Published 12:09 pm Friday, October 9, 2015

In recent years, the color pink has become just as synonymous with the month of October as pumpkins, trick-or-treat and ghosts. Recognition of Breast Cancer Awareness Month is commonplace in our society, as we rightfully acknowledge a disease that affects the lives of one in every eight women in the United States by clipping pink ribbons to our ties or blouses.

But quite frankly, the hysteria of turning everything pink has rubbed me the wrong way. And the commercialization of the month, be it in the products that we buy from the store or the gloves, socks, cleats, towels and mouthpieces of every player in the National Football League, is the main reason why.

I take specific issue with the NFL, because — while it’s not the only major corporation to use breast cancer as a marketing tool — it claims that 100 percent of the proceeds it receives from the sale of pink merchandise go to the American Cancer Society.

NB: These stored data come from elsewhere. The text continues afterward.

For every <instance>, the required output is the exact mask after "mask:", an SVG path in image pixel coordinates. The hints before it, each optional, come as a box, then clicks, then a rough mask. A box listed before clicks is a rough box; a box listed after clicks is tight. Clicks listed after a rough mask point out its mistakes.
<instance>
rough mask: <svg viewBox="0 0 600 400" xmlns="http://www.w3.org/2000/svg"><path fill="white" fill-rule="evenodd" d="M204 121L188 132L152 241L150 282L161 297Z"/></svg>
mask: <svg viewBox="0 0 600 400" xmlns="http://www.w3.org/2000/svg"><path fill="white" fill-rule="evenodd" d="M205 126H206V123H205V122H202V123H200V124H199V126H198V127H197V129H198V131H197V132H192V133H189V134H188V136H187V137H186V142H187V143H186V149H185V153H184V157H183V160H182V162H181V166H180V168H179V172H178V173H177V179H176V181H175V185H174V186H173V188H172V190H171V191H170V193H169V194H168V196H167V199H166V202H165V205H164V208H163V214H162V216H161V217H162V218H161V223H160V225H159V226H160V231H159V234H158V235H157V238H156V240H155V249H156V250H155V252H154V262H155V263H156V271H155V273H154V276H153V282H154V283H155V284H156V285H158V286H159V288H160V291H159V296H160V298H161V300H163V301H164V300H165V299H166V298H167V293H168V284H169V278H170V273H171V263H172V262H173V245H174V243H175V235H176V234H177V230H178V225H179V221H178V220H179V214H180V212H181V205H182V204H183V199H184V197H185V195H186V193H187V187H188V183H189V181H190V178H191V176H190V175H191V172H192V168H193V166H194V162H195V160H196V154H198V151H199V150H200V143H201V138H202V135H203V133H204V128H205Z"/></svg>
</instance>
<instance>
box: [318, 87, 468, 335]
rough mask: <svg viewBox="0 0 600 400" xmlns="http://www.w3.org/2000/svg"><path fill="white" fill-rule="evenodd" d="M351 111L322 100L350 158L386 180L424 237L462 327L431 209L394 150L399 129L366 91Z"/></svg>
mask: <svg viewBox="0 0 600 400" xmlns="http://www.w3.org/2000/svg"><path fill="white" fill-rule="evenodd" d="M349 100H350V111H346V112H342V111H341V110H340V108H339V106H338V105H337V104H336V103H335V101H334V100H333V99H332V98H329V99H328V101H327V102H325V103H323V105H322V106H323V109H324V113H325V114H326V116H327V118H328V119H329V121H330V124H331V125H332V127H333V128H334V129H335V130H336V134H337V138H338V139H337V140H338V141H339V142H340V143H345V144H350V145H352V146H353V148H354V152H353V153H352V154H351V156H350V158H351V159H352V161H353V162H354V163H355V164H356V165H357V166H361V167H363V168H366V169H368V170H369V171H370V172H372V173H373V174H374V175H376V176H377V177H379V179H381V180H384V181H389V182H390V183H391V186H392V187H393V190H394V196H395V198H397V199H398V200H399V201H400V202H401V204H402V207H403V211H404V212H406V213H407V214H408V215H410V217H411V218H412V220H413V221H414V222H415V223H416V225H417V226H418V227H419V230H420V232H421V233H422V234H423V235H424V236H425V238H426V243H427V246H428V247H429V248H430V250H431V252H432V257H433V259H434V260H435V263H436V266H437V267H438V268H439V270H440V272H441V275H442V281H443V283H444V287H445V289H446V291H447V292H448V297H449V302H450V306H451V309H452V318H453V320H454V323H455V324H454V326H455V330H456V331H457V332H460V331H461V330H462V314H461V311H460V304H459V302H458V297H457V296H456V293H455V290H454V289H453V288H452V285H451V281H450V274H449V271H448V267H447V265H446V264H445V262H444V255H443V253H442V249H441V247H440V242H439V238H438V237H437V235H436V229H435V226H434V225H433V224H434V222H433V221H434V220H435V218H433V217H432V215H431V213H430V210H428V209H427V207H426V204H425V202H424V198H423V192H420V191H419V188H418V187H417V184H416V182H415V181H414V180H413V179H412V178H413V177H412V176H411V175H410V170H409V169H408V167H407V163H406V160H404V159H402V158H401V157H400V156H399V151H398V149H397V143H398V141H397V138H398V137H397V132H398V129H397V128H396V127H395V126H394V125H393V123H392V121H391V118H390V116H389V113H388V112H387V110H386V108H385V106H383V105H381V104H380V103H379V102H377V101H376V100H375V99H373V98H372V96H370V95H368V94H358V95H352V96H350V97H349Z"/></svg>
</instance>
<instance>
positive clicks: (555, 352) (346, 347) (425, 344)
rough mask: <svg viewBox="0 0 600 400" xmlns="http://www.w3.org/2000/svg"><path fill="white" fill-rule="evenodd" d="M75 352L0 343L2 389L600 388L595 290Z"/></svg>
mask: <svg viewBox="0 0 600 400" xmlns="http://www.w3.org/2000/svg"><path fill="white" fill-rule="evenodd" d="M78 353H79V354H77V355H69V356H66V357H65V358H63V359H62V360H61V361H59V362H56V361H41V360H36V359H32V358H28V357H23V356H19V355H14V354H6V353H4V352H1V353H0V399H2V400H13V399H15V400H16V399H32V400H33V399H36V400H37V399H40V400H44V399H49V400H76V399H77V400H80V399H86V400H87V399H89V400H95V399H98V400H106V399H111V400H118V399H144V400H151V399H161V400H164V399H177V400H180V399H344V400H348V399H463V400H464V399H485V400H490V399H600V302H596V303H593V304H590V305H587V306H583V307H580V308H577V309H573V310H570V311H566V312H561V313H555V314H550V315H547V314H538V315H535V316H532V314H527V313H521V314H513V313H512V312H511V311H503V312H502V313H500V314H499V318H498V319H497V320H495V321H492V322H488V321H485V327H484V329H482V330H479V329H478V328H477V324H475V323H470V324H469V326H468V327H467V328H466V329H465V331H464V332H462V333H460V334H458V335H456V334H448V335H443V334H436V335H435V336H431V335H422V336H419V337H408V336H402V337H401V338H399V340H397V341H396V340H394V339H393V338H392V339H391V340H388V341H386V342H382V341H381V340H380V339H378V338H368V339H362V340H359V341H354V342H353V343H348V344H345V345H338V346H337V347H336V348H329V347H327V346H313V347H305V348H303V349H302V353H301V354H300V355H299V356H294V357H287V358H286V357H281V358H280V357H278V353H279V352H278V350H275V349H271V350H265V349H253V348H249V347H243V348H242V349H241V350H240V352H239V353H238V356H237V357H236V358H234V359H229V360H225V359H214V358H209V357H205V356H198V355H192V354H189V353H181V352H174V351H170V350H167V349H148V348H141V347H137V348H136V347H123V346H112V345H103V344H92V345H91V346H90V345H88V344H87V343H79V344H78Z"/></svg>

However, according to data obtained from the NFL by Business Insiders, a shockingly small amount of the fans’ money is actually going toward cancer research.

More than 50 percent of the profits made through league retailers are going to the NFL, while a minuscule 11.25 percent goes to the ACS.

In other words, for every $100 in pink merchandise sold, $1.25 goes directly to the NFL; $11.25 goes to the ACS. The remaining $87.50 is divided between the company that makes the merchandise ($37.50) and the company that sells the merchandise ($50), which is often the NFL and its individual teams.

Business Insider also notes that — according to Charity Navigator, a nonprofit company which evaluates the use of charitable donations — only 71.2 percent of the money that the American Cancer Society receives goes toward research and cancer programs.

After the article was published, ACS spokeswoman Tara Peters told VICE Sports that, “the money we receive from the NFL has nothing to do with our research programs.” She then explained that all of the NFL’s donations go to ACS’ CHANGE program, which awards grants to “community-based health facilities” located within 100 miles of an NFL city for educating women about breast health.

That’s still only $8.01 for every $100 you spend on your favorite team’s pink jersey, hat or shirt — a far cry from “100 percent of the proceeds.”

The National Football League should not abandon its month-long pink initiative, but it should also be transparent with how much of an impact it actually makes. If the point of the “Crucial Catch” campaign is to actually find a cure for cancer, fans would have a bigger impact by donating directly to the ACS.

And if multi-billion dollar corporations like the NFL actually want to raise awareness on issues, then it should focus less on breast cancer and on something that actually pertains to its employees — such as domestic violence and sexual assault.